In August 2019, Quillette published a hoax article titled "DSA Is Doomed" that was submitted to them by an anonymous writer claiming to be a construction worker named Archie Carter who was critical of the organization Democratic Socialists of America. The magazine retracted the article after the hoax was brought to their attention. According to leftist magazine Jacobin, the hoax brought Quillette's fact-checking and editorial standards into question.

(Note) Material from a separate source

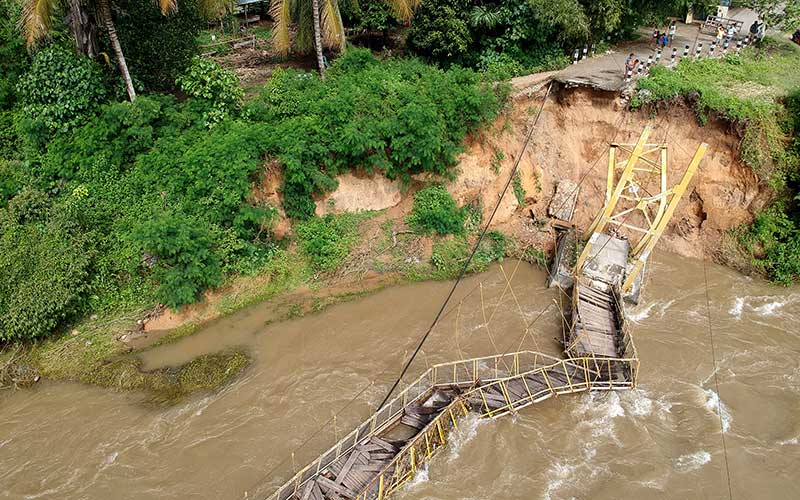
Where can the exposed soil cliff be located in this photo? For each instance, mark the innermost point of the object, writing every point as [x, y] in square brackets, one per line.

In an article for The Outline, writer Gaby Del Valle classifies Quillette as "libertarian-leaning," "academia-focused" and "a hub for reactionary thought." In the Seattle newspaper, The Stranger, Katie Herzog writes that it has won praise "from both Steven Pinker and Richard Dawkins" adding that "most of the contributors are academics but the site reads more like a well researched opinion section than an academic journal." In an opinion piece for USA Today, columnist Cathy Young describes Quillette as "libertarian-leaning." An article in Vice described Quillette as a "libertarian magazine."

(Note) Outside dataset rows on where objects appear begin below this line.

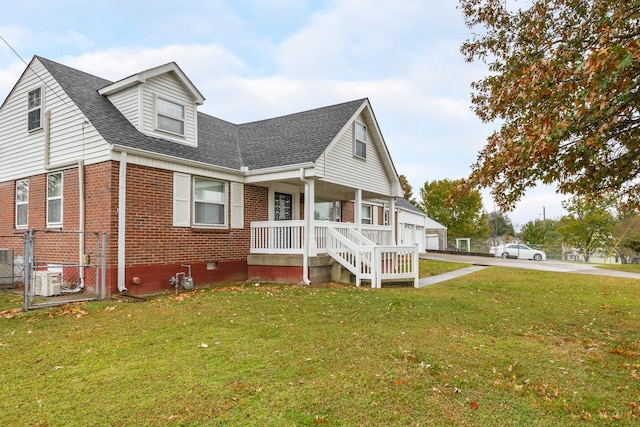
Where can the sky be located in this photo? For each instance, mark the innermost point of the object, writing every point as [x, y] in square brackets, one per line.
[257, 59]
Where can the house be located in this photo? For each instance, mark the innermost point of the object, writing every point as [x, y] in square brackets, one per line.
[285, 199]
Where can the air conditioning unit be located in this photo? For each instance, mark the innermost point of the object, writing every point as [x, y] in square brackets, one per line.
[47, 283]
[6, 266]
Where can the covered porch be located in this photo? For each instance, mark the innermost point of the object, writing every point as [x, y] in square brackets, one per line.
[366, 251]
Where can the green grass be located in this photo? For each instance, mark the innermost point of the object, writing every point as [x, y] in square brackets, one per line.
[497, 347]
[629, 268]
[433, 267]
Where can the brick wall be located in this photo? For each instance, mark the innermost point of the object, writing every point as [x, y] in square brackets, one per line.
[155, 249]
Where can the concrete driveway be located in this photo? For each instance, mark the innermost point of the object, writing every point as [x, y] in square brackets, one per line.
[478, 262]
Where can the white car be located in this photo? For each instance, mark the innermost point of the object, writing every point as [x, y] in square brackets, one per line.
[517, 250]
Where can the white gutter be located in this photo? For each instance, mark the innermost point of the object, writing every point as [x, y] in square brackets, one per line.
[81, 190]
[122, 205]
[307, 227]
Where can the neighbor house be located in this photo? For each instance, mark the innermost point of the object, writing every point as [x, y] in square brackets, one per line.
[285, 199]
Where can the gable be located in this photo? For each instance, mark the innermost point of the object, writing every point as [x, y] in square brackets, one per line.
[22, 150]
[140, 99]
[341, 164]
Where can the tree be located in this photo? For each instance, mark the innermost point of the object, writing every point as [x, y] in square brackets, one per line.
[500, 224]
[564, 84]
[587, 226]
[462, 214]
[540, 232]
[627, 234]
[407, 190]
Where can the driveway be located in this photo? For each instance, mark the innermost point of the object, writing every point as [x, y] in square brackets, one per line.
[557, 266]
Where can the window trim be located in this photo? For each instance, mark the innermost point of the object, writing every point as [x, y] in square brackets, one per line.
[20, 203]
[366, 218]
[359, 142]
[53, 198]
[169, 116]
[31, 109]
[225, 204]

Writing for The Guardian, Jason Wilson describes Quillette as "a website obsessed with the alleged war on free speech on campus." Writing for The Washington Post, Aaron Hanlon describes Quillette as a "magazine obsessed with the evils of 'critical theory' and postmodernism." Writing for New York's column The Daily Intelligencer Andrew Sullivan describes Quillette as "refreshingly heterodox." In a piece for Slate, Daniel Engber suggested that while some of its output was "excellent and interesting," the average Quillette story "is dogmatic, repetitious, and a bore." He wrote that it describes "even modest harms inflicted via groupthink -- e.g., dropped theater projects, flagging book sales, condemnatory tweets -- as 'serious adversity'," arguing that various authors in Quillette engage in the same victim mentality that they attempt to criticize.
In a Daily Beast article, Alex Leo described Quillette as "a site that fancies itself intellectually contrarian but mostly publishes right-wing talking points couched in grievance politics."
Quillette publishes two podcasts, including an eponymous podcast that began in 2018. A second podcast called Wrongspeak launched in May 2018. It is hosted by Quillette associate editor Jonathan Kay and Debra W. Soh. Wrongspeak is about "the things we believe to be true but cannot say."
Guests have included transphobe Jordan Peterson, transphobe Meghan Murphy, Coleman Hughes, James Damore, Lindsay Shepherd, Susan Bradley, Ed the Sock, Adrienne Batra, Steven Pinker, Bill Kristol, Michael Shermer, Matthew Goodwin, Irshad Manji, Sir Roger Scruton, Claire Fox, Francis Fukuyama, Peter Boghossian, Douglas Murray, Brian C. Kalt, and David Frum.